Holding: As a result of past attacks on the plaintiff, he assumed the risk of injury when accepting a job that involved feeding the animal. Further, plaintiff waived its argument that the assumption of risk wasn’t specifically pled or that the deliberate encounter exception applied because they weren’t raised in the underlying proceedings.
Filed in Trial Book Under: Animal Control Act, Animals, Assumption of Risk, Waiver
Commentary: Clearly the plaintiff was a “keeper” of the animal under the Animal Control Act so the dismissal of that count was not surprising, nor a subject of the appeal.

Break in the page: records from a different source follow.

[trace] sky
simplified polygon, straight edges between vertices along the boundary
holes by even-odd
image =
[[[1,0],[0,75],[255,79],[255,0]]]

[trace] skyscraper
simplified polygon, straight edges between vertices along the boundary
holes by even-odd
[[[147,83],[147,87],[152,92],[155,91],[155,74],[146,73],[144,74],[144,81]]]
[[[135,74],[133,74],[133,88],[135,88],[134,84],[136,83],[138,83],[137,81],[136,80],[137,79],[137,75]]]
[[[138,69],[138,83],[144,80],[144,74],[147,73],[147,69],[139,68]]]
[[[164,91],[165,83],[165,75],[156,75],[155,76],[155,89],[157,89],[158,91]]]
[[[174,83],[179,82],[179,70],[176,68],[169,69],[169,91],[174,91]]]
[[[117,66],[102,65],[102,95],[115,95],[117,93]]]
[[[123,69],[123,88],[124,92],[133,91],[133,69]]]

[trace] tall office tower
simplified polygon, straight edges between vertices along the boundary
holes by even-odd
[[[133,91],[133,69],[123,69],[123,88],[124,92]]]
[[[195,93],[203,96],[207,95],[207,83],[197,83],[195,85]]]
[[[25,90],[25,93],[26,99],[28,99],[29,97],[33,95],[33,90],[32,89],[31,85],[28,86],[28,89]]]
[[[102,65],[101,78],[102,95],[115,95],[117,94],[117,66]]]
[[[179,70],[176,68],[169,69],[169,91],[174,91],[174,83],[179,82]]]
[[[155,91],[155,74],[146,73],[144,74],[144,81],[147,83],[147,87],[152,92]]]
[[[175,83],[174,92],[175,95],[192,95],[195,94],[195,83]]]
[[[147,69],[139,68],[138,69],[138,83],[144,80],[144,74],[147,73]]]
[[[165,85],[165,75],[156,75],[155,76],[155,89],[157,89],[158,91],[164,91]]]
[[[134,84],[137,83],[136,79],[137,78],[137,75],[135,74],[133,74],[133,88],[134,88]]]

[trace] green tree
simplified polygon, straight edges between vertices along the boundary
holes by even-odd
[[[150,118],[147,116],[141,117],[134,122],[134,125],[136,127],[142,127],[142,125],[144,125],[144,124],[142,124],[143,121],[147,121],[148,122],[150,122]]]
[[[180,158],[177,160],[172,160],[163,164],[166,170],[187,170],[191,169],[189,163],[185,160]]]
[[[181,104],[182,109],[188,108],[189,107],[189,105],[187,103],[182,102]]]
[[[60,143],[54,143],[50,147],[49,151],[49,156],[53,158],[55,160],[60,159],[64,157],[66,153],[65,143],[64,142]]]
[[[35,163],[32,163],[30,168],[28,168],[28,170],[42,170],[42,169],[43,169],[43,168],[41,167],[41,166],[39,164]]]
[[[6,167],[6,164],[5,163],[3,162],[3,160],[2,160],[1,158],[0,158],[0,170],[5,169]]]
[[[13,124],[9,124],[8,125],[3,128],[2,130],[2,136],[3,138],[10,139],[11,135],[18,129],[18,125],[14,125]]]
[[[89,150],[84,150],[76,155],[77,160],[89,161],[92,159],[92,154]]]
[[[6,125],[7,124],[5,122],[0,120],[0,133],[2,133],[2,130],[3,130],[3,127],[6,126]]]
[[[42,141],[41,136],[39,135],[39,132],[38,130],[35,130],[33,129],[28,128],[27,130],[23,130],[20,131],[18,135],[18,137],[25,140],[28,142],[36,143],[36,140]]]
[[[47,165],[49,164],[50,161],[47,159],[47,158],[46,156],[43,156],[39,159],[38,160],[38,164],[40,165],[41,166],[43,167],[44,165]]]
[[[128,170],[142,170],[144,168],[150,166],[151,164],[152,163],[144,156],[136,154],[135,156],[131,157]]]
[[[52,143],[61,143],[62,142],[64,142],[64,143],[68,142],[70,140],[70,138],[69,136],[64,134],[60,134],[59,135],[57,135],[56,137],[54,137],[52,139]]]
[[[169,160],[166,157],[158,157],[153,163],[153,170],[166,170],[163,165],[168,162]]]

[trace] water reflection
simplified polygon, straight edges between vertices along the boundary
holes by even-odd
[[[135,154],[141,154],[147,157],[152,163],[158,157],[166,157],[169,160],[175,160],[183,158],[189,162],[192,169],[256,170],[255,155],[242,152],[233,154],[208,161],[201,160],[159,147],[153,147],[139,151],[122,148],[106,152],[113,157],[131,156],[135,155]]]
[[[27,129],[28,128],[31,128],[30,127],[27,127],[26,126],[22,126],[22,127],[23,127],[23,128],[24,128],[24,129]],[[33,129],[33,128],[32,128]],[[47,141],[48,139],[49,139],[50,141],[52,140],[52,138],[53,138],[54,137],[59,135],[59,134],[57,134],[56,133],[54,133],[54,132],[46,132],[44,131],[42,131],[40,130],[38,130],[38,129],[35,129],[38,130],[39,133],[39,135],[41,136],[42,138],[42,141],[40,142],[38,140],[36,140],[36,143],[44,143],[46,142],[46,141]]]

The problem for him is that as a “keeper” with a paid contract to care for the animal, coupled with specific knowledge of the dangerous propensities of the llama, he was hard pressed to be able to argue against the assumption of the risk. What’s more interesting here is the throwaway comment by the appellate court regarding the waiver of the deliberate encounter exception where the opinion states:
“we note that is unclear whether the deliberate encounter exception would apply to Edwards’ assumption of the risk. The doctrine normally applies in the context of open and obvious dangers on land, although the appellate court in Morrissey indicated that even when primary assumption of the risk applies, the deliberate encounter exception may still allow a plaintiff to recover. (Morrissey, 404 Ill.App.3d at 732 (finding insufficient support to conclude that primary assumption of the risk necessarily abrogates the deliberate encounter exception)). We need not decide whether the deliberate encounter exception applies here, however, because once again Edwards has waived the argument on appeal by failing to raise it below.”
I would have liked to have seen the analysis on this issue because it seems as if the deliberate encounter exception would be appropriate here.